The inflatable banana caught my eye again, drawing my attention from a stretch of riverside towpath that had been mined and undermined by rabbits, tunnelled by moles and pummelled into unevenness by the hooves of the Travellers’ horses that were long before left loose to run here.
It was on that same walk the day before that I’d first seen the metre-long, primrose-yellow plastic banana lodged in bankside vegetation, as clean and bright as the moment it had been laughed down a weir or launched on the water to see how fast this bent canoe would go. Did they wonder if their joke would carry to the sea, the open ocean? Did they think the river a sink that would wash it down the plug hole? Had they even heard of microplastics?

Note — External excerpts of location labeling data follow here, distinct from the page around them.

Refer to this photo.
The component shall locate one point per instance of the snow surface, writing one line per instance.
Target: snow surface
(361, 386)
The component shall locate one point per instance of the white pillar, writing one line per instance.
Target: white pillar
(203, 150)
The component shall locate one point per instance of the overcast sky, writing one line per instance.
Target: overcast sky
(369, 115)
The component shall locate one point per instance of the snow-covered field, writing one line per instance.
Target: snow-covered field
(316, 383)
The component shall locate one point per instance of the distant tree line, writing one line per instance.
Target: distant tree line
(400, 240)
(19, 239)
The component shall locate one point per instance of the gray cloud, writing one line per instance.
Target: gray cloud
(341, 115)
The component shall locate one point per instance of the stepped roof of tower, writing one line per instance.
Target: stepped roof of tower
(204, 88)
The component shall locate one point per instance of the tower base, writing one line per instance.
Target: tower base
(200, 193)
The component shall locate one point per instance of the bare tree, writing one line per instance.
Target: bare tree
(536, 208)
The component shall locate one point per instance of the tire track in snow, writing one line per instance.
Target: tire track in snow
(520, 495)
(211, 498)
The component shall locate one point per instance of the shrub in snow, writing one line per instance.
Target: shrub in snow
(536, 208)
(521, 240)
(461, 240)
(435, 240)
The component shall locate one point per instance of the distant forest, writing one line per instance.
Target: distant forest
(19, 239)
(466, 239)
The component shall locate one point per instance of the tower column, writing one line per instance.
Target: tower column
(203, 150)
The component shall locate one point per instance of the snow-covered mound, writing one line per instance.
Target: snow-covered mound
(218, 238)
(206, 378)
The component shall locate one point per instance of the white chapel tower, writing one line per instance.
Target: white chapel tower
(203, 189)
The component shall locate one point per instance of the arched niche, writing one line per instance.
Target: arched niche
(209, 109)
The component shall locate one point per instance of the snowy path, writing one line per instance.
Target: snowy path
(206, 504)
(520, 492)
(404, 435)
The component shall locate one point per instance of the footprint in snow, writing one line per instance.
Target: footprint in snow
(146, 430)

Unable to retrieve it, I walked on, still simmering, only to be distracted again a few metres on by a snatch of movement on the surface of the river. My brain was computing the possibility of a rat or water vole among the vegetation, when up it burst out of the water, the head of a giant pike, the length of my hand. It opened its long jaws in a great yawn, to display a mean row of jagged teeth. It fell back into the river, then up it came once more, baring the insides of its pale, membranous mouth. I looked into the big, black, blank dead eye of a fish that was very much alive. There was something terrible about this predatory fish out of water, so strong and adept in open air, breaking loose from its watery domain.

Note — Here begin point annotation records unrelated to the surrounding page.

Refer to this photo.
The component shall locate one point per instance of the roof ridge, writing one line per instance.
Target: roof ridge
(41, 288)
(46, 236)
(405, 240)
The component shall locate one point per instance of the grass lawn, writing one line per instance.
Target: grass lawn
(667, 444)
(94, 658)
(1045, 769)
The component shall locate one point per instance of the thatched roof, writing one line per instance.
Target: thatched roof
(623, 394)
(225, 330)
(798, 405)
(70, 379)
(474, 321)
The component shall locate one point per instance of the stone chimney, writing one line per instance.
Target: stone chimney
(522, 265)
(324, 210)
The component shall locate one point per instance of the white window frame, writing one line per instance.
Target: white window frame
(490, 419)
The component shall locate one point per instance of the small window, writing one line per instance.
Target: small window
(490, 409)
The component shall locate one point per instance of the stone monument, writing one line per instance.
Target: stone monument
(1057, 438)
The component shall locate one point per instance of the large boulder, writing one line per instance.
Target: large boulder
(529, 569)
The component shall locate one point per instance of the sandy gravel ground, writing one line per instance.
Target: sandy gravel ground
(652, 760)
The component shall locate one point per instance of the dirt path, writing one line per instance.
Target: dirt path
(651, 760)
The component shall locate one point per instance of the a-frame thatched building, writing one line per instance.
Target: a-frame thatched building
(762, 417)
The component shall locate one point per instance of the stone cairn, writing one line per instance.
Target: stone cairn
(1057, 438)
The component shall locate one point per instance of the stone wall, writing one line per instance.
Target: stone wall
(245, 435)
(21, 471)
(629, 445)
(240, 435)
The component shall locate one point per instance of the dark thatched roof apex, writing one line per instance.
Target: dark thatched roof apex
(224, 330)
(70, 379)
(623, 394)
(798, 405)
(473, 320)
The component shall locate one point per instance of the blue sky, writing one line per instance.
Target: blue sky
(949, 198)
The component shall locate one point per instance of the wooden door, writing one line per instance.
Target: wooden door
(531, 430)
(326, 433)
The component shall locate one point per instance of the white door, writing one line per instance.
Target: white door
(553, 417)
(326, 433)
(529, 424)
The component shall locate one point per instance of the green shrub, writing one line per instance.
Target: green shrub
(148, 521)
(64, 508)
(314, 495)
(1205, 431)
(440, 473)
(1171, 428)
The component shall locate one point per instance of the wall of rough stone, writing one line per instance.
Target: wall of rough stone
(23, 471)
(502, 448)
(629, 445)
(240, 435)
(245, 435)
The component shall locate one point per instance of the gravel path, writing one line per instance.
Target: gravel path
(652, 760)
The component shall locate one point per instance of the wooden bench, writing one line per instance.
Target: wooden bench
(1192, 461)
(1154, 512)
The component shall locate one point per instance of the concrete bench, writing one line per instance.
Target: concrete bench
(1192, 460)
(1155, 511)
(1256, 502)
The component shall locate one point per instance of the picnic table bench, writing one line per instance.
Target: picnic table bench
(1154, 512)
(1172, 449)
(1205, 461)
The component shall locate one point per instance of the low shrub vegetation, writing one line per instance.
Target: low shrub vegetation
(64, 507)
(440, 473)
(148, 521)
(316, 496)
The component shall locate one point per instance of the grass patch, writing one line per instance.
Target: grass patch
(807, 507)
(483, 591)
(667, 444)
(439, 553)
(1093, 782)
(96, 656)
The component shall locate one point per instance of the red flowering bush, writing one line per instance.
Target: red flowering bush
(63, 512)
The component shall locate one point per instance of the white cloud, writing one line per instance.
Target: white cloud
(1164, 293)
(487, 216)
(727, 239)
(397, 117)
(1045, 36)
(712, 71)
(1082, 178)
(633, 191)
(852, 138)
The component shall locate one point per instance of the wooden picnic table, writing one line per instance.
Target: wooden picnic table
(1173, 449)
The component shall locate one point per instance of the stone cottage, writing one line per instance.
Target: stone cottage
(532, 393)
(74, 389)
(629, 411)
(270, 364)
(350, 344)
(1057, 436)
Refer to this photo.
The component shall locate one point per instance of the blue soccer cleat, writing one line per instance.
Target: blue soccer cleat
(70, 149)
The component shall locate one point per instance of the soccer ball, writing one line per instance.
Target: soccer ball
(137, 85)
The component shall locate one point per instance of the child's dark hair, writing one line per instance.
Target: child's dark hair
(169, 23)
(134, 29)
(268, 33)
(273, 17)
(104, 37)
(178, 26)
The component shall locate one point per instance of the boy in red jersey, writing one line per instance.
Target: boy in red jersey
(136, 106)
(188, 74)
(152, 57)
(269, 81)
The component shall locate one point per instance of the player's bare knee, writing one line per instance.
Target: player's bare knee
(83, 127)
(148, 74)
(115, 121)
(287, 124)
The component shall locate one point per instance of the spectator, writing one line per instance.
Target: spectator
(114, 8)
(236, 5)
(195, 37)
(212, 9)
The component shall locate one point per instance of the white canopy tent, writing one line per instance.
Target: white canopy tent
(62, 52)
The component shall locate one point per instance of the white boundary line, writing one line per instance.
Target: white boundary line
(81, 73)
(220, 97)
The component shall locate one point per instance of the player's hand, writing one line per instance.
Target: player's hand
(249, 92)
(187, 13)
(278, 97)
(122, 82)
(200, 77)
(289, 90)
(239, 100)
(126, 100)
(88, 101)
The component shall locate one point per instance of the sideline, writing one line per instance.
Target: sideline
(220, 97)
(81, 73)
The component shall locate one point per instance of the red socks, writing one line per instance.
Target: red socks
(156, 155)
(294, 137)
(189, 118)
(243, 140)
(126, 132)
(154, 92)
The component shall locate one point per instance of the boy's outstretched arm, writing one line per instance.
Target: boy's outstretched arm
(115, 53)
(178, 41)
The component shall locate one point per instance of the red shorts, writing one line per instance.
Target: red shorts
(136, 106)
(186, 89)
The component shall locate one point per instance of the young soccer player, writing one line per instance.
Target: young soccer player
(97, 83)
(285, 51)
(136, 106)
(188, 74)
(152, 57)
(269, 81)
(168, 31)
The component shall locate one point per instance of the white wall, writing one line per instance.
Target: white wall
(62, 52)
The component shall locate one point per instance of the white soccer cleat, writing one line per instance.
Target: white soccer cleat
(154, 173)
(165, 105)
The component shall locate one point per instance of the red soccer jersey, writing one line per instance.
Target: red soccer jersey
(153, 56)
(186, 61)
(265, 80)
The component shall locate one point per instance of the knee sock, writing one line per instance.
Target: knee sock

The pike sank one last time, then rose to leave the rim of its jaw glowering on the surface, and there it stayed. A fish expert told me later that this might have been a male engaged in some ritual of breeding activity – a show of strength, perhaps? And then I thought of this animal’s descendants decades hence, opening wide to swallow small fry, the little fish that would themselves have gobbled down bits of waterweed, mixed in with a fruit salad of plastic banana.